"DemeSTEEL" is a stainless steel suture composed of 316L stainless steel with or without needles attached, and is intended for use in abdominal wound closure, intestinal anastomosis, hernia repair, sternal closure and certain orthopedic procedures, including cerclage and tendon repair.

Demetech's DemeSTEEL is a Monofilament and/or Multifilament Non-absorbable surgical suture composed of 316L Stainless Steel and supplied with and without needles affixed to the sutures. Demetech's DemeSTEEL Surgical Suture meets the requirements established by the United States Pharmacopeia (U.S.P.) for nonabsorbable surgical sutures. DemeSTEEL Stainless Steel sutures are composed of 316L stainless steel conforming to the FDA recognized ASTM Standard F138 Grade 2 "Stainless steel bar and wire for surgical implants".

This document describes the Demetech Non-Absorbable Stainless Steel Surgical Suture (DemeSTEEL) and its equivalency to predicate devices, primarily through non-clinical testing.

Here's a breakdown of the requested information:

1. Table of Acceptance Criteria and Reported Device Performance:

The document leverages the United States Pharmacopeia (USP) standards as its primary acceptance criteria. The device is reported to meet or exceed these standards.

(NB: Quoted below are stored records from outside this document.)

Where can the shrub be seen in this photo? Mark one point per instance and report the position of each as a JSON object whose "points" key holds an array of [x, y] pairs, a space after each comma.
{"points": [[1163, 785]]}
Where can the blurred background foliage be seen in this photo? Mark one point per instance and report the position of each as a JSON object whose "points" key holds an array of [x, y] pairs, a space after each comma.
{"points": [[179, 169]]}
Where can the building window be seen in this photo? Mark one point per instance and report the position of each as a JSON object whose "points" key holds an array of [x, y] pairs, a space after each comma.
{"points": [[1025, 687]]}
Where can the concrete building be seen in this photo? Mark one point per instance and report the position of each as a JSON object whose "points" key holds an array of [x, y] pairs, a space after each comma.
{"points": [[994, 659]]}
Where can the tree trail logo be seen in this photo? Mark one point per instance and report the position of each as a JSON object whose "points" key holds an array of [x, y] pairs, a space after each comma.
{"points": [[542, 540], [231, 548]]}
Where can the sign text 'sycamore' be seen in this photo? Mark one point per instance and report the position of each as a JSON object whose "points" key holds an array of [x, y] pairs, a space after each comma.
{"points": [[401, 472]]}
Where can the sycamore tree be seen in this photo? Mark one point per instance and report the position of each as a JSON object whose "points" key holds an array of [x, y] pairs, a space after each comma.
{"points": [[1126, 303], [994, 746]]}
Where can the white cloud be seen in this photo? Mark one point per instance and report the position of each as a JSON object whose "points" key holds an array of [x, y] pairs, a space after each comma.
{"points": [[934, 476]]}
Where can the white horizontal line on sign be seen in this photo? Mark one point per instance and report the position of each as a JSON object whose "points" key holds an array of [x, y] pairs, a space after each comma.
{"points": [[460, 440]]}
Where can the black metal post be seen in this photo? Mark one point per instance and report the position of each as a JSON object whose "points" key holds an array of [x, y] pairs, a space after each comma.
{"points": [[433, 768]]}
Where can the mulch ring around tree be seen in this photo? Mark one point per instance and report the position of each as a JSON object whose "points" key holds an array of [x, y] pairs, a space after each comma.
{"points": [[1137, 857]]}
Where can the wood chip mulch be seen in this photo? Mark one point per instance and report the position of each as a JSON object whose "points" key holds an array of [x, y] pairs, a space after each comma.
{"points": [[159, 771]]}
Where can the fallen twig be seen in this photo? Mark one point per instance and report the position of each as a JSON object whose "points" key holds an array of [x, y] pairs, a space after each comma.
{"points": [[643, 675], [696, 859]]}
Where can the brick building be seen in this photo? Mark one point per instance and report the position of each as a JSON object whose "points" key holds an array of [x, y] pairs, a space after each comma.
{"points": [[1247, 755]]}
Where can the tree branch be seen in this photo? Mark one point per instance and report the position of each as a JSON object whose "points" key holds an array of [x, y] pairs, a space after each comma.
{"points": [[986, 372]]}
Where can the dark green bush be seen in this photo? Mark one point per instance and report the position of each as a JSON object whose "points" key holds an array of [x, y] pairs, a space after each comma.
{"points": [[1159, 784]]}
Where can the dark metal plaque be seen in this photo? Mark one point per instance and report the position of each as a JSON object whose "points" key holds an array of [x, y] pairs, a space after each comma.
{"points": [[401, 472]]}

2. Sample Size Used for the Test Set and Data Provenance:

The document does not explicitly state the specific sample sizes for each non-clinical test. It generally states that "Non-clinical testing was conducted on the device to prove conformance to the requirements of USP standards." The data provenance is laboratory testing conducted by Demetech, likely in the US, given the company's address and the FDA submission. The data is prospective, generated specifically for this submission.

3. Number of Experts Used to Establish the Ground Truth for the Test Set and Qualifications of Those Experts:

Not applicable. This is a medical device submission primarily based on objective physical and chemical testing against established standards (USP, ASTM). There were no experts involved in establishing a "ground truth" in the way it is typically understood for interpretative tasks (e.g., medical image analysis). The "ground truth" here is adherence to specified material and performance parameters.

4. Adjudication Method for the Test Set:

Not applicable. No adjudications were performed as this primarily involves objective measurements of physical and chemical properties against predefined standards.

5. If a Multi-Reader Multi-Case (MRMC) Comparative Effectiveness Study Was Done, If So, What Was the Effect Size of How Much Human Readers Improve with AI vs Without AI Assistance:

Not applicable. This is a submission for a surgical suture, not an AI-powered diagnostic or assistive device. Therefore, no MRMC study was conducted or is relevant.

6. If a Standalone (i.e., algorithm only without human-in-the-loop performance) Was Done:

Not applicable. This is a physical medical device (suture), not an algorithm or software.

7. The Type of Ground Truth Used:

The "ground truth" used is defined by:

• Established Industry Standards: United States Pharmacopeia (USP) for non-absorbable surgical sutures, including specific sections for diameter, tensile strength, needle attachment, suture length, and sterility.
• Material Specifications: ASTM Standard F138 Grade 2 for 316L stainless steel.
• Biocompatibility Standards: Implicitly, common standards for biocompatibility testing for implantable devices, with the 316L material having an "established history of use."

8. The Sample Size for the Training Set:

Not applicable. There is no "training set" as this is not a machine learning or AI-based device.

9. How the Ground Truth for the Training Set Was Established:

Not applicable. As noted above, there is no "training set." The performance of the suture is assessed against predefined, universally accepted physical and chemical standards.